Super Hong Kong probably is not how Tony Millard has felt about the city during the toughest season of his career, but that is the name of the galloper whose shock success at Sha Tin on Sunday snapped the South African trainer’s 102-starter losing run.
Sent off the $20.8 eighth elect for the Class Four TVB Tung Wah Celebrity Show Handicap (2,000m), Super Hong Kong burst through between Go Go Sixteen and Management Folks inside the final furlong to hit the front and defeat the latter from David Hall’s in-form yard by one and a quarter lengths.
Super Hong Kong carried Matthew Chadwick to his first win since he returned on February 8 following eight weeks out, but the five-year-old stayer’s victory meant so much more to Millard, who had been absent from the winner’s enclosure since Intrepid Winner triumphed at Happy Valley on November 9.
“He’s come well, he’s dropped down in the handicap and it was the ideal race for him. His preparation went very well and we just needed a bit of luck,” said Millard of Super Hong Kong, who had won by two lengths over the same course and distance off a mark two points lower in February of last year.
Great ride, @mattLchadwixk! Super Hong Kong toughs it out for Tony Millard. #HKracing pic.twitter.com/OIJidiBhSQ
— HKJC Racing (@HKJC_Racing) February 19, 2023
A part of the Hong Kong racing scene since 1999, Millard began his 24th consecutive campaign in the city with 700 wins under his belt. Incredibly, Super Hong Kong’s victory only lifted his tally to 703.
“Unfortunately, it’s been very tough this season. In 37 years of racing [globally], we’ve never had it like this. It’s just one of those things. Our stable has been caught in the perfect storm,” Millard said.
“We had Covid, and we didn’t buy. Then we lacked the young horses coming through. We’ve just got the old horses. We’re racing six, seven and eight-year-old horses, and it’s very difficult to win.
“You need the new stock, especially with the new trainers coming in. They took a lot of the permits and the transfers. So, of course, we never had any stock to work with besides horses which we’d won races for the last three seasons.
“We’re open for transfers. Please people, we’re back. We definitely know what we’re doing, and I think our luck has turned. We’re looking forward to a good end to the season and may we have many more winners.”
Although Millard’s British Group Two-winning Hong Kong debutant Wings Of War finished a six-and-a-half-length 11th in the Class Three TVB Wai Yin Association Special Handicap (1,200m), his Class Four TVB Po Leung Kuk Gala Spectacular Handicap (1,600m) runner Gold Tack almost shed his maiden tag on just his fourth competitive appearance.

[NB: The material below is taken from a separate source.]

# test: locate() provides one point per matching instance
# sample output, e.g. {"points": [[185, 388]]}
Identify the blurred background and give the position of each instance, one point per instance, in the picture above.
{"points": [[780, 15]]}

Ridden by Hugh Bowman, Gold Tack finished a half-length second to Hall-prepared Flying Mojito.
While Millard remains anchored to the bottom of this term’s trainers’ premiership with one win fewer than Me Tsui Yu-sak, the indignity of owning Hong Kong’s longest losing sequence among the training fraternity now sits with Tsui, who has saddled 100 losers in a row after experiencing a couple of defeats on Sunday.